I think they did well to offer you that maintenance package. It's not a whole lot, but it's certainly something. 

As for the bail out, that's not something they owe any of us. That was a government thing entirely, so if anyone owes you something, it's the government that invested in GM. I say invested because there are more factors involved than you are aware of. It wasn't just GM that received government help; it was Chrystler, Ford (if you look at the details, you'll see it's true), and even imports like Toyota got assistance from their respective governments. The economy hit them all pretty hard. The "bailout" was necessary to keep business going in the US. Without it, the consequences would have been devastating. Hundreds of thousands of jobs would be lost, jobs that all pay their 12-20% of income tax every year...

I think if you requested a reimbursement of fuel, they might do it for you. 
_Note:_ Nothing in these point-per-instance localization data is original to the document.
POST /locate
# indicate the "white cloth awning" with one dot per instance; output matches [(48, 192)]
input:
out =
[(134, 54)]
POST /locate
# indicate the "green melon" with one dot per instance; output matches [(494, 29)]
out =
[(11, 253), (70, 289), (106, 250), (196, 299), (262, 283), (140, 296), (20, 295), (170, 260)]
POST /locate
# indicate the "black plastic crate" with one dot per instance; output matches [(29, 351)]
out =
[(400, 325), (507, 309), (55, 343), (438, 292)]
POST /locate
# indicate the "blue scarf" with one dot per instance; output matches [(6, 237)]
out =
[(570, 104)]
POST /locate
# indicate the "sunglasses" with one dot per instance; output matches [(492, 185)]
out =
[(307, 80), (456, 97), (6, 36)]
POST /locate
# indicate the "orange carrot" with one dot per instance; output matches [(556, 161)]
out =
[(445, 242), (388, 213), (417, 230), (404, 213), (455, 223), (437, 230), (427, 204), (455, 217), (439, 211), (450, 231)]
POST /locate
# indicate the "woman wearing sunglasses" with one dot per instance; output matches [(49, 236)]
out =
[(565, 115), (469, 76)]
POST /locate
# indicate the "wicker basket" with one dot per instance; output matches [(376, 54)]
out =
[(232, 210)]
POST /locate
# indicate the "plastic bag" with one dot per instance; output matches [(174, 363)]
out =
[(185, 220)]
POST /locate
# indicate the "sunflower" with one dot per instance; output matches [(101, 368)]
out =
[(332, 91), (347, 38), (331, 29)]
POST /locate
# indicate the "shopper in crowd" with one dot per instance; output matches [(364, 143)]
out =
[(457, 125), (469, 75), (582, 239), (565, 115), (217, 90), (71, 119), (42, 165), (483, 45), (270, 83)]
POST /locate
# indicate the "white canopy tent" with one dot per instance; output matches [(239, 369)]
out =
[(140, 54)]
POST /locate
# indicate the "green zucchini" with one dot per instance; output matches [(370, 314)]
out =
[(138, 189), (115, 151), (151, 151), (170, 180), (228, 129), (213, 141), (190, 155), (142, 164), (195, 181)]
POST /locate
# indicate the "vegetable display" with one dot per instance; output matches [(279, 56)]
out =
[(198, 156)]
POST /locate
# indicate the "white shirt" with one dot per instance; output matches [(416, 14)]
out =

In any case, can you check something for me? I need to know what month your vehicle was manufactured in. It will be on the driver's door jamb. 



spungebob24 said:


> yes the car is at the dealership now! Heres my story, i brought the car to the dealership two weeks ago and told them there was a lifter noise so they checked it out and said they didnt hear any abnormal engine noise, so i took it home and i could still hear the motor making noise. I sent gm an email, they got back to me and i explained to them my problem and wanted me to take it back to the dealer. When i got to the dealer the head mechanic came out and did hear this noise, so i left it there for them on monday (9/17). They are going to change the head on the motor and a couple of other things and now their just waiting for parts. I think its pretty sad that you buy a new car and 860 miles later the motor is getting torn apart. i hope this doesnt compromise the reliability of the motor in the future. i hope they get this right or they might be keeping that car and i'll be driving something else! i'm really disappointed at this point with that car and i'm waiting to see what gm is going to do with all the b/s i put up with so far!!!!


I'll ask Tom Read over in GM Powertrain if he knows anything about this issue. So long as GM is taking care of you, I wouldn't be worried. You have a 5 year, 100k mile warranty on this car. Any significant issue that can come up will most likely manifest itself during that time period. 

Can you also check your driver's door jamb and let me know when your car was manufactured?

Welcome to CruzeTalk by the way.


----------